I have had a similar experience with the spiritual formation movement, which I much appreciate. Books on spiritual formation speak my language. I'm a pastor who wants to see people grow into strong disciples of Jesus Christ. Disciplines of any sort appeal to me, and spiritual disciplines in particular. That's why as much as I respect those who have written on spiritual formation, I one day came to the realization that they have a blind spot: their view of preaching.

Read books on spiritual formation and you will be hard-pressed to find listening to the preaching of God's Word mentioned as a first-order spiritual discipline in its own right. The writers I have surveyed typically mention listening to preaching in passing under the broad discipline of studying the Word, if they mention it at all. The writers usually are not attempting to provide an exhaustive list of spiritual disciplines. If asked, I'm sure they would unanimously say listening to preaching is a spiritual discipline.

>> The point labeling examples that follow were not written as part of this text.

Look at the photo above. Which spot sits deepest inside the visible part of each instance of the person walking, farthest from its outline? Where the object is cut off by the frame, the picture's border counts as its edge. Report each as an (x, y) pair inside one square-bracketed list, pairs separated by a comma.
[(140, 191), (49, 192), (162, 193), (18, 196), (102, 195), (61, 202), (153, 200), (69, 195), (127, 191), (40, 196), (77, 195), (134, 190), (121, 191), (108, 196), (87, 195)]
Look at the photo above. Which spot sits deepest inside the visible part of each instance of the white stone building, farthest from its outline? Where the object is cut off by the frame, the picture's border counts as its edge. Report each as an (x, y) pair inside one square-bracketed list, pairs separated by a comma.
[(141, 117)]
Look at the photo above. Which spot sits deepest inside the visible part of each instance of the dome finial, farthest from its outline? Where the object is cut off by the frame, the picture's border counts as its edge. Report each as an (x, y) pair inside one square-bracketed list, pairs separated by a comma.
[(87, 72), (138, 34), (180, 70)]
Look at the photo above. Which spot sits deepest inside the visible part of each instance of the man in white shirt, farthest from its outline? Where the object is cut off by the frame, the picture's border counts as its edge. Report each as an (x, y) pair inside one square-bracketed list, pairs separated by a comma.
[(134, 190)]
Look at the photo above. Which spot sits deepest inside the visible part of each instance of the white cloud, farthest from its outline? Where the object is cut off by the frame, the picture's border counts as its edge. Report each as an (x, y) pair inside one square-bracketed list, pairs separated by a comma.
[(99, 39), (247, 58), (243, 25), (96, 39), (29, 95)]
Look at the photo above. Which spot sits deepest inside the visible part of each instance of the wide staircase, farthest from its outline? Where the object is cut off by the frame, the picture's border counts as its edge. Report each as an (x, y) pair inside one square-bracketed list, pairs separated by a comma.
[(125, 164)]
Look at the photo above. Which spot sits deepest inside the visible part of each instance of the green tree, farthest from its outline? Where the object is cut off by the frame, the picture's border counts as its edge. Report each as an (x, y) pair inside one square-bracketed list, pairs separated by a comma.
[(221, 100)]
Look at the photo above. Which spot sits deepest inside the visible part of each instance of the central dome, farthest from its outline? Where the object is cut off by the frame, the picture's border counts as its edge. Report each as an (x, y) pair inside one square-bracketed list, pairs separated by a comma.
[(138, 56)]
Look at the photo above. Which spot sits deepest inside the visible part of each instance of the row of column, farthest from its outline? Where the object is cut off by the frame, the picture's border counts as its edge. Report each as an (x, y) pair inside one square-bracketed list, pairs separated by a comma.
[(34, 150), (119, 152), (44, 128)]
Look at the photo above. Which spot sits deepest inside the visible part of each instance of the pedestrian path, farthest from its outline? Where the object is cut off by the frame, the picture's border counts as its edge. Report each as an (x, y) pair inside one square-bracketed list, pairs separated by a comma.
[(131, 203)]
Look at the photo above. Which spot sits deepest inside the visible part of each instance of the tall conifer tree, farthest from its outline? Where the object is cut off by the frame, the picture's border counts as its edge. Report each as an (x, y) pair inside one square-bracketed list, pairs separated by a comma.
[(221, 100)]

Contrast the low priority of hearing sermons in the contemporary canon of spiritual formation with the importance it has among the early church's spiritual disciplines in Acts 2:42-47. It begins: "They devoted themselves to the apostles' teaching and to the fellowship, to the breaking of bread, and to prayer" (italics mine).

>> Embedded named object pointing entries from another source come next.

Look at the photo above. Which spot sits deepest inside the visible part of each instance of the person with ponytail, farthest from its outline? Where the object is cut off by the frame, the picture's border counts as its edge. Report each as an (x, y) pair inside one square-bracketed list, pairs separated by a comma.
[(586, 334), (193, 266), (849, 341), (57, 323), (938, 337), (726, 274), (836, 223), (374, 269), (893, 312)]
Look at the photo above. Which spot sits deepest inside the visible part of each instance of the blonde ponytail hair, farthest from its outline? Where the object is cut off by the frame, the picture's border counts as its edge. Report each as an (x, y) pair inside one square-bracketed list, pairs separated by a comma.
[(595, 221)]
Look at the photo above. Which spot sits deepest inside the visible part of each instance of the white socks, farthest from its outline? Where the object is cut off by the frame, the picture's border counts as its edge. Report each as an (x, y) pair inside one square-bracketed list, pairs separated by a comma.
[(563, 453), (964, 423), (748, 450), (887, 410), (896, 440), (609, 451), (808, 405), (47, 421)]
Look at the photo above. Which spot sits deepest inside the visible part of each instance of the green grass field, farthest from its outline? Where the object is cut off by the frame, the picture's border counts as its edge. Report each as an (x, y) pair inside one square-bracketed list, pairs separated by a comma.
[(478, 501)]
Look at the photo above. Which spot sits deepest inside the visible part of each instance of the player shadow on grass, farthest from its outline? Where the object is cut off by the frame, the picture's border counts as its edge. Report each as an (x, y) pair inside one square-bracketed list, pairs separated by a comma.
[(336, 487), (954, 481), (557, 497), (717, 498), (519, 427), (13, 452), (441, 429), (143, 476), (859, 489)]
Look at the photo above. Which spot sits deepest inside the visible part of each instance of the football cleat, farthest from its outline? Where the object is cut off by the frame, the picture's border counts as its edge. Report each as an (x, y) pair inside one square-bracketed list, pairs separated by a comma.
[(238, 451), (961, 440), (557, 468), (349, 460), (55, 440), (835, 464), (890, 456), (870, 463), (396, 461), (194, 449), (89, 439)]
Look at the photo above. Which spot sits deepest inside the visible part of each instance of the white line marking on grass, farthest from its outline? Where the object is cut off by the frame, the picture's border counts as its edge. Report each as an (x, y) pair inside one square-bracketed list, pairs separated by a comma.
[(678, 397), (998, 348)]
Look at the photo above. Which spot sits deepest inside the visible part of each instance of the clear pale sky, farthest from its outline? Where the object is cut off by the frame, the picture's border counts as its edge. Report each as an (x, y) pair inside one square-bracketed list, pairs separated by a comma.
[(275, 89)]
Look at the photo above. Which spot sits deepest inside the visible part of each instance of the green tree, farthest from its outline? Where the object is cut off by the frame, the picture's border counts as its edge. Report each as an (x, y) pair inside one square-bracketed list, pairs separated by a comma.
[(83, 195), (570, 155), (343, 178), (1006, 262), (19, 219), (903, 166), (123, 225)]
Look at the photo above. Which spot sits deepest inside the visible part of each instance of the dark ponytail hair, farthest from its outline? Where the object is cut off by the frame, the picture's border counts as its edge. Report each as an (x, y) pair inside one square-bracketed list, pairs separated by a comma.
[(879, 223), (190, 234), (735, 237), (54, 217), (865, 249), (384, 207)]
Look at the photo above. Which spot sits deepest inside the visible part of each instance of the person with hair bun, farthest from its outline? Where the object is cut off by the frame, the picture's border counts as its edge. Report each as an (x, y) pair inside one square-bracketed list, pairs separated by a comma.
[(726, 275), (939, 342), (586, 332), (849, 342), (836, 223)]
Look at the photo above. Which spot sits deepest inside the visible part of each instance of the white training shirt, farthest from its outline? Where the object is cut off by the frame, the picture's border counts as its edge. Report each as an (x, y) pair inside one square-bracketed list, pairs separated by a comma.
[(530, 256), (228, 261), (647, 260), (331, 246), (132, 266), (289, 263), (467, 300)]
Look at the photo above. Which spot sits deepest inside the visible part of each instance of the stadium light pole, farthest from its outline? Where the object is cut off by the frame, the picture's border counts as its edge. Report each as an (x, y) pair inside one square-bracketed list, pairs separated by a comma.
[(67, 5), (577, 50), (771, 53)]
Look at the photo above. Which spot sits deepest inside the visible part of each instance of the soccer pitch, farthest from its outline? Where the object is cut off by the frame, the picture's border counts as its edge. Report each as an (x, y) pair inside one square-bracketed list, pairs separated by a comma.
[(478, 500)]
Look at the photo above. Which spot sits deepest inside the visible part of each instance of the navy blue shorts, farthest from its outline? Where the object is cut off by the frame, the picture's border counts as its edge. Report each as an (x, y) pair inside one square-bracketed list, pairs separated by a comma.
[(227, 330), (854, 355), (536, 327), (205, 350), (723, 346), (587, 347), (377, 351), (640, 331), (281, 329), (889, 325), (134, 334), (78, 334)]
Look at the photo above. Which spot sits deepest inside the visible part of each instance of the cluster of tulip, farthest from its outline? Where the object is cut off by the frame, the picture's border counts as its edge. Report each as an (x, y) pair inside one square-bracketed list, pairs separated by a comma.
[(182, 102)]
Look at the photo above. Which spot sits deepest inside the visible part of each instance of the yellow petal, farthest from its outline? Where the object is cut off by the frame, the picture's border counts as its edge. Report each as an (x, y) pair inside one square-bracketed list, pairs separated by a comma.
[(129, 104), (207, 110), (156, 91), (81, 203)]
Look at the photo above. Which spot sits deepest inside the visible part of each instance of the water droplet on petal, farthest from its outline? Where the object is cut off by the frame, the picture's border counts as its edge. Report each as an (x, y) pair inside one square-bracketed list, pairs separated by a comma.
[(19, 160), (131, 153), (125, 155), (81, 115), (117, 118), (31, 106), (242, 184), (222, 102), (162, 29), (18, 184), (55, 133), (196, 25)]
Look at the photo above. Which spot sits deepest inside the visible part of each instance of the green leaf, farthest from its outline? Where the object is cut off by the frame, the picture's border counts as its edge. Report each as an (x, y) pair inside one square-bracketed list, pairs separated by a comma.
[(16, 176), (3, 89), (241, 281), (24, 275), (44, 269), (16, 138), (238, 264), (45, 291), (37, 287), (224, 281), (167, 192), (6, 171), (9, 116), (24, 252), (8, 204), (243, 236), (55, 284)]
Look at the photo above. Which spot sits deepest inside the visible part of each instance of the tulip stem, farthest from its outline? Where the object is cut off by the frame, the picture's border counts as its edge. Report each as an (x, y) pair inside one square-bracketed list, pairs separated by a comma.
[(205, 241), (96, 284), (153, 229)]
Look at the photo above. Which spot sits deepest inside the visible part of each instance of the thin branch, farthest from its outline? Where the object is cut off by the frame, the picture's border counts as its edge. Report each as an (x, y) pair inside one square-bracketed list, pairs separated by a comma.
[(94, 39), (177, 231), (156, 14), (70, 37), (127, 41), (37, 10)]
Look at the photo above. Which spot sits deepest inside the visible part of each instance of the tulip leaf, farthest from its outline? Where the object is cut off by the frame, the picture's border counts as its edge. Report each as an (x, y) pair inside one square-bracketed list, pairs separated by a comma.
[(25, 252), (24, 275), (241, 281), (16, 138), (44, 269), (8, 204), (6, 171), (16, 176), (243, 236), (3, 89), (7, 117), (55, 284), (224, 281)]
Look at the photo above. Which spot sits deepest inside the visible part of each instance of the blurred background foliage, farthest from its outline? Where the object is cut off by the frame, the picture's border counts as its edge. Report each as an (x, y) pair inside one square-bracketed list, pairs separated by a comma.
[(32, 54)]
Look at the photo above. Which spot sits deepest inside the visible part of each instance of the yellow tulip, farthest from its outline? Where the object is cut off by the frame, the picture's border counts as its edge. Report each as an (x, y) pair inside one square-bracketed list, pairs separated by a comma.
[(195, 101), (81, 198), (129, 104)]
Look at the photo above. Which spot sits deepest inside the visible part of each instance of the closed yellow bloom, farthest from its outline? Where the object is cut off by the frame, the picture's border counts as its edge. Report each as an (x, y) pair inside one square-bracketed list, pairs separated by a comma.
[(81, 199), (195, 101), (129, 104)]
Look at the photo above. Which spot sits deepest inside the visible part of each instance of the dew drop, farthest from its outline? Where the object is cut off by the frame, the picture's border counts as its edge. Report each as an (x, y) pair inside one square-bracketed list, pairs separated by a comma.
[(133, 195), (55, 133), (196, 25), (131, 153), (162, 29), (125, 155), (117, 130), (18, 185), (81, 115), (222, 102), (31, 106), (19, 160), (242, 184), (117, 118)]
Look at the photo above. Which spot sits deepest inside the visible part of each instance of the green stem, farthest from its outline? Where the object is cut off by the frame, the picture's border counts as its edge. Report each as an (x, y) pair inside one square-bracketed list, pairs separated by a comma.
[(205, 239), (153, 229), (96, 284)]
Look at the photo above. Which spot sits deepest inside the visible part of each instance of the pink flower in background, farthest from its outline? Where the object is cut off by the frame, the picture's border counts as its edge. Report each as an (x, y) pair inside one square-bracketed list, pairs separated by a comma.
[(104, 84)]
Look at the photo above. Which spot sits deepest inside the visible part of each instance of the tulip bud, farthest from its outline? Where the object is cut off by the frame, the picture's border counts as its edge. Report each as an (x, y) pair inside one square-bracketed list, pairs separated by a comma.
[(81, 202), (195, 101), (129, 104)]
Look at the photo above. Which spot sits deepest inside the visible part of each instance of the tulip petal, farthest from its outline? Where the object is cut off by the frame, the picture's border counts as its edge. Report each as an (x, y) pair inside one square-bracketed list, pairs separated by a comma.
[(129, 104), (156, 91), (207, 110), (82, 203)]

In addition, the importance that the apostles placed on preaching (in passages like Acts 6:1-4; 1 Tim 4:13; 5:17; 2 Tim. 4:1-3) suggests that, in their view, listening to preaching was a first-order spiritual discipline.

Granted, Acts 2 describes a period when the church did not yet have the New Testament, so that in a sense the apostles' teaching was their New Testament. In addition, the rates of literacy in the 1st and 16th centuries differed from those in churches of the West today.

But the leaders of the Reformation placed primary attention on public teaching and preaching, and Karl Barth, writing to well-educated Westerners, regarded the proclamation of the Word as one of the three fundamental ways that people experience the life-changing Word of God.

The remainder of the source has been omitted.